Eine Analyse der Études-Tableaux erweist sich als sinnvoll, da die Untersuchung der wesentlichen kompositorischen Merkmale des Klavierzyklus (wie sein Aufbau, der Umgag mit dem Material und satztechnische, rhythmische, melodische sowie harmonische Eigenheiten) einerseits Aufschluss gibt über generelle zeitgeschichtlich bedingte Versuche, auf die nicht nur im Bereich der Musik eingetretenen kulturellen Veränderungen zu reagieren, andererseits auch musiktheoretische Erkenntnisse liefert hinsichtlich eines breitgefächerten Spektrums an klanglichen und strukturbildenden Möglichkeiten, bei denen Rachmaninoffs kompositorisches Geschick und seine starke Identität als Komponist sichtbar wird.

Die Études-Tableaux sind ein Stück Musik des 20. Jahrhunderts, nicht nur aufgrund des Zeitpunkts ihrer Entstehens. Sie enthalten kompositorische Elemente, die der Musik des 19. Jahrhunderts noch fremd sind und lassen Rückschlüsse auf gesellschaftliche Tendenzen zu, die durchaus repräsentativ, wenn auch nicht ausschließlich für die damalige Zeit gewesen sind, wie z. B. Zwiespalt, Zweifel, das Festhalten an Altem, aber auch der Wille zu Entwicklung, die Suche nach einer klaren Identität und der Aufbruch zu Neuem: In den Etüden wird der Übergang von der Romantik zur so genannten Moderne deutlich. Sie als ein epigonales Werk zu bezeichnen, wäre eine Verkürzung des Sachverhaltes.

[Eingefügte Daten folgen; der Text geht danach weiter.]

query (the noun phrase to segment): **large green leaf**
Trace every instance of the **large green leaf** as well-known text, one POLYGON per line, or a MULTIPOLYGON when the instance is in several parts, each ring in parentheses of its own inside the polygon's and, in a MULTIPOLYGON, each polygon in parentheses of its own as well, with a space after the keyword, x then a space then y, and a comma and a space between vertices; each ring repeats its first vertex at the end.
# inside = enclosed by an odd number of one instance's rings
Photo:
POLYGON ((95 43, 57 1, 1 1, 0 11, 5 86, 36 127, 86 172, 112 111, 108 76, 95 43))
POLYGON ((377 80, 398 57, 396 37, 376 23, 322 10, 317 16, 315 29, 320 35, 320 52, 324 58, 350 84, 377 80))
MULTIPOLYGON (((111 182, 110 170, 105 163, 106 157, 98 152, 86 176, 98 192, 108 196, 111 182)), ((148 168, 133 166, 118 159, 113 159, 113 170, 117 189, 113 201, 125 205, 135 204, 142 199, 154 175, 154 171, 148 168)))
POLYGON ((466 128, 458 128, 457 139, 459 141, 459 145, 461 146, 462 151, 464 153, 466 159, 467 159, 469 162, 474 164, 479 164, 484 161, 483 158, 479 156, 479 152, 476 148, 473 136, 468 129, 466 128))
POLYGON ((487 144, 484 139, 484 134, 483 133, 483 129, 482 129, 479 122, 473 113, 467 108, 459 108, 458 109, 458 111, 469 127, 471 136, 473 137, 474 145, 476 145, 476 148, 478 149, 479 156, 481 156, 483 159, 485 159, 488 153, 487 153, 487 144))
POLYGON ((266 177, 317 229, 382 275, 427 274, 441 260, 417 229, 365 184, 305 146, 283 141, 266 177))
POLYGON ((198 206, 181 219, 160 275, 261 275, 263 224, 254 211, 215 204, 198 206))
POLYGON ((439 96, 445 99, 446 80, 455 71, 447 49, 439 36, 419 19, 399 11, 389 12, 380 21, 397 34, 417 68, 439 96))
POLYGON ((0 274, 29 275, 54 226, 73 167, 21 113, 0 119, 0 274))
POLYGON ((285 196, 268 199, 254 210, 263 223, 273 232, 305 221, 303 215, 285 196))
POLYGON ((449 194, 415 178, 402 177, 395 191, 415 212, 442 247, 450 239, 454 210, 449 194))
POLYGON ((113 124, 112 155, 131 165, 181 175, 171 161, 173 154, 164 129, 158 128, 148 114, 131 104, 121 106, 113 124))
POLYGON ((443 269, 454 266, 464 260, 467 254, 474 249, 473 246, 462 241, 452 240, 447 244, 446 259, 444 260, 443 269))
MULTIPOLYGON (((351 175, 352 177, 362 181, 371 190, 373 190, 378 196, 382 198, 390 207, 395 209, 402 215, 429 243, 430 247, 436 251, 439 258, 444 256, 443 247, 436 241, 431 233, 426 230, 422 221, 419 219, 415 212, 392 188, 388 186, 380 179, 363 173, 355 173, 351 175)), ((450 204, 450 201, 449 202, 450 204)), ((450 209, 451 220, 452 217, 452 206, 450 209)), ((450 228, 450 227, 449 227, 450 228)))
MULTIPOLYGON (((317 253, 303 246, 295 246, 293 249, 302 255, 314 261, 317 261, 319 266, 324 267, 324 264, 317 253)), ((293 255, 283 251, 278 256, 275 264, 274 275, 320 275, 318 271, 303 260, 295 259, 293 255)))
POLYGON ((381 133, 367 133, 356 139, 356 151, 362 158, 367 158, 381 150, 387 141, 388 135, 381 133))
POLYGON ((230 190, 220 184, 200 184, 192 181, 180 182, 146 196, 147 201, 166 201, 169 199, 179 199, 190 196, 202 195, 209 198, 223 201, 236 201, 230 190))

Rachmaninoff hat teilweise durch naive, unreflektierte und stark subjektiv gefärbte Aussagen und seine lebenslange Ablehnungshaltung der so genannten modernen Musik gegenüber Kritik ausgelöst und Vorurteile bestärkt (s. Kap. 1)[i]. Er ist aber seiner Haltung, so wie sie seinem eigenen Verständnis entsprach, was bereits in der Einleitung hinterfragt worden ist, weitgehend treu geblieben. Nichts deutet darauf hin, dass sich Rachmaninoff auf von außen motivierte Kompromisse eingelassen hätte, die seiner kompositorischen Intention widersprochen haben. Er hat sich der um 1910 in Russland vorherrschenden kompositorischen Richtung der so genannten Modernisten und ihren wortführenden Kritikern und Befürwortern, wie z. B. Karatygin und Sabanejew, deren Einfluss sehr hoch einzuschätzen ist, entgegen gestellt. Konkrete politische Aussagen hat Rachmaninoff aber in seiner Musik nicht machen wollen, und solche lassen sich nur indirekt aus dem kompositorischen Material erschließen, bei dem nationale, beispielsweise folkloristische und liturgische, also mittelbar auf politische oder ideologische Systeme hinweisende Elemente vorhanden sind, sowie aus Rachmaninoffs Weigerung, mit der der Tradition radikal zu brechen.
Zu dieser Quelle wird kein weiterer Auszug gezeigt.